To encourage local competition the Act prevented state and local governments from inhibiting a competing carrier from providing telecommunications services. Local Exchange Carriers (LECs) were also required:
-To interconnect their network services to those of their competitor. -Unbundle their services and make those services available to other carriers for a fair and non-discriminatory price.
-Allow the resale of their services by another carrier for a fair discount to consumers.
-Provide number portability to consumers.
-Incumbent Local Exchange Carriers had to make a concerted effort to move in the direction of fulfilling all of these requirements.
In order to accomplish these tasks fairly each firm would enter into negotiations with one another and attempt to work out a contract. If no appropriate contract could be reached then the state regulatory commission could intervene and determine what actions to take. If no state regulatory commission took action then the FCC had jurisdiction over the case and they could determine the appropriate path to take.
Prior to the 1996 Act it was unlawful for any local exchange carrier to enter into the long distance market. However, the 1996 Act allowed for LECs to competitively enter into the long distance market under some regulatory confinements. In order to enter into the market each LEC had to submit an application to the FCC in order to enter into the long distance market. The FCC then checks to see if the company meets a competitive requirements checklist that will determine whether or not the company will be granted a license to offer a long distance service.
Local Exchange Carriers were also given the ability to enter into the cable television market. However, in metropolitan areas the Act prohibits telephone companies from having more than 10% interest in companies serving the same area. Simply, they could not monopolize an area unless it was in a rural setting, where the restrictions would not apply.

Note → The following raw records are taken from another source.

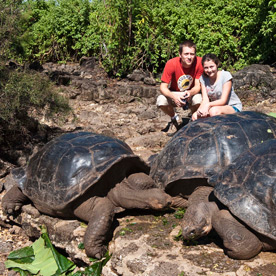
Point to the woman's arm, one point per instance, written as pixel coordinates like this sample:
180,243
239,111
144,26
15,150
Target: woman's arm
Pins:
226,89
203,109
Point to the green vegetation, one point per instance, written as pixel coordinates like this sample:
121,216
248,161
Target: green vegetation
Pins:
41,258
129,34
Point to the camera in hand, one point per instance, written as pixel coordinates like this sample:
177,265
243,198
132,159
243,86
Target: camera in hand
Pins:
186,106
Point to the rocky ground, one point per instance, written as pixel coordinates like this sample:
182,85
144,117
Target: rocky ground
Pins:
143,243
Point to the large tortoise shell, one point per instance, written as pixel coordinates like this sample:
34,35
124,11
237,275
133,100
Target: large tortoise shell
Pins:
248,188
66,167
203,147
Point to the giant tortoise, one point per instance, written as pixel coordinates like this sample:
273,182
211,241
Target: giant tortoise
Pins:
242,208
204,147
88,176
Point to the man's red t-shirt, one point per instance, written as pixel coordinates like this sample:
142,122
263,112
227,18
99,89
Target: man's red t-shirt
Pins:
179,78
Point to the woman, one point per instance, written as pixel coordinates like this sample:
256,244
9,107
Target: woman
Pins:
218,96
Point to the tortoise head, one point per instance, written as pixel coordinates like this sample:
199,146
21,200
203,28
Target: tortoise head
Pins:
197,220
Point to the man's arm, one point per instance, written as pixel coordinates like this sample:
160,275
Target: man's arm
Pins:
176,97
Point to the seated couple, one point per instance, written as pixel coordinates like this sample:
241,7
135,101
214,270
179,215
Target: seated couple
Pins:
183,79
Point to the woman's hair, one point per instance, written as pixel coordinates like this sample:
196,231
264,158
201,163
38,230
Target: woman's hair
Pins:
211,57
187,43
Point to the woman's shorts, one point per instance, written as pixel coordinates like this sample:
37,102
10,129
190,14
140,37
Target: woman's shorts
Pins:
236,109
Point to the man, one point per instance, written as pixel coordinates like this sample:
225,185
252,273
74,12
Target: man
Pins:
180,82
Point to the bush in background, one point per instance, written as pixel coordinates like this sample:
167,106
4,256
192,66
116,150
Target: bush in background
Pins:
130,34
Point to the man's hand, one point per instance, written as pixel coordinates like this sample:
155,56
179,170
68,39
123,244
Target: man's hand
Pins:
203,111
179,98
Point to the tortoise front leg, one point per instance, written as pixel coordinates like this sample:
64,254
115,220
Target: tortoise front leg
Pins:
239,242
13,200
99,224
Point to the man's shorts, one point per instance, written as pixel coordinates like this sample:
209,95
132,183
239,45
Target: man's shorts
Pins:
162,100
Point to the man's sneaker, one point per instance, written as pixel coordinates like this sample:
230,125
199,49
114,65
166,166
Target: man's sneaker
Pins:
176,123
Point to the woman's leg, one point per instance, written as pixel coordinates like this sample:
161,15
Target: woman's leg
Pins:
219,110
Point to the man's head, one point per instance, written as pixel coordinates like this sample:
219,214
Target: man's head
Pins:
187,53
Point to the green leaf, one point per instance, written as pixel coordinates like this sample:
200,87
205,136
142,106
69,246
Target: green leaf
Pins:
62,262
23,255
273,114
40,258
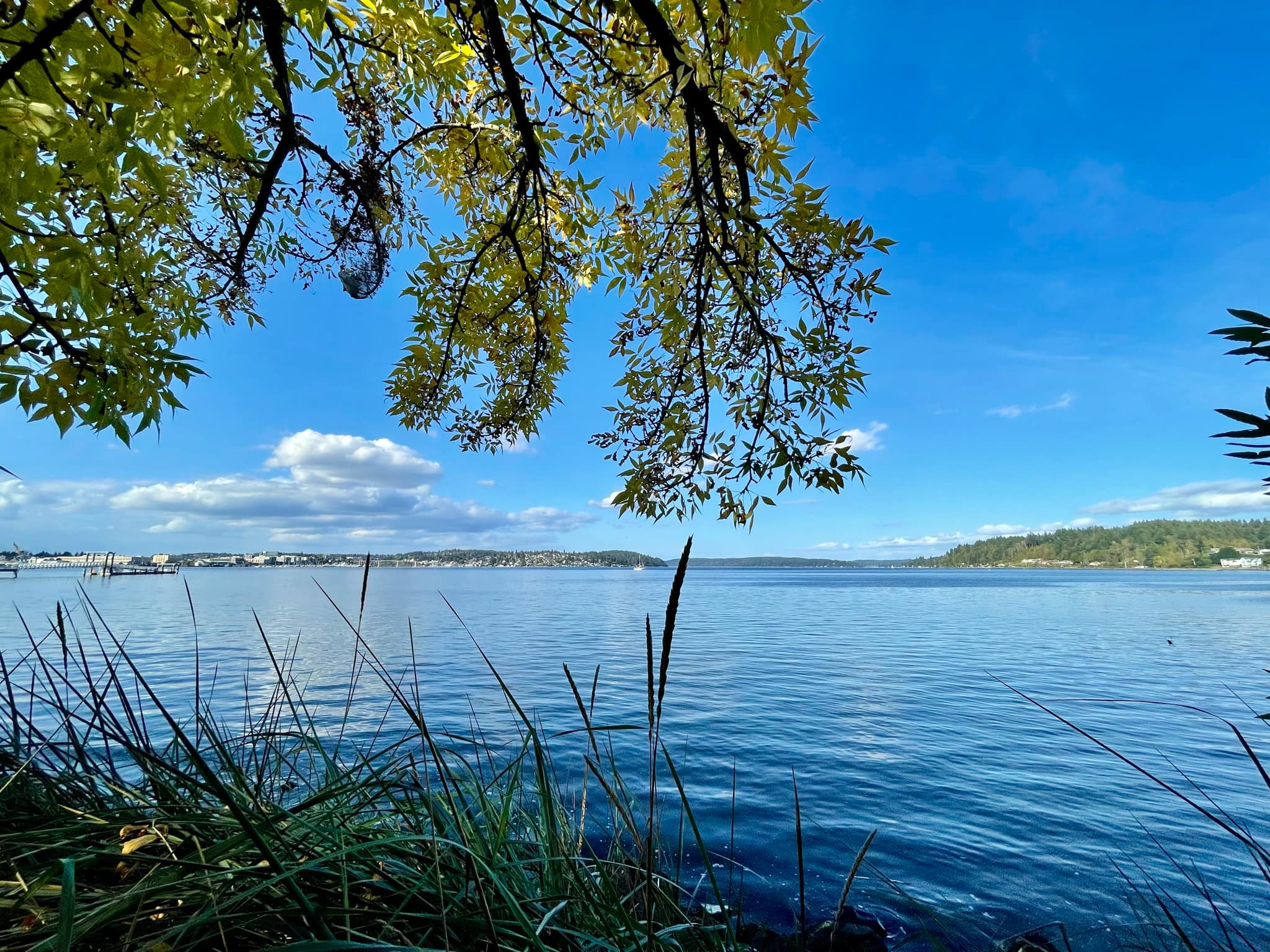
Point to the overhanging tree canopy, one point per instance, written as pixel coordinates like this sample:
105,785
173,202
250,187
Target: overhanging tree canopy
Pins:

Rural LECs were also not subject to any of the regulation unless two things happened. If they received a request for interconnection in writing from the competing company and if the state regulatory commission determined that the introduction of a competitor into the rural market would not cause undue burden on the economic feasability of the telcommunications services. After the request is made the state regulatory commission has 120 days to determine if the Rural LEC's exemption should be revoked.
The Telecommunications Act of 1996 also contained provisions that outlined the decent use of telecommunications services. Also known as the Communications Decency Act, it afforded regulations for the propogation of indecent materials over the internet under certain circumstances. However, the Communications Decency portion was modified at the Supreme Court and the provisions were reproposed to institute a "goodwill" approach from companies to effectually protect minors. The Act also inacted the legislation that made the V-Chip a requirement in all television sets by 1998. It also instituted the requirement for a rating system that would be used for all television programs in accordance with the V-Chip, thus allowing consumers to control what they, or their children watched on television. Therefore, establishing the goodwill approach to censorship and decency.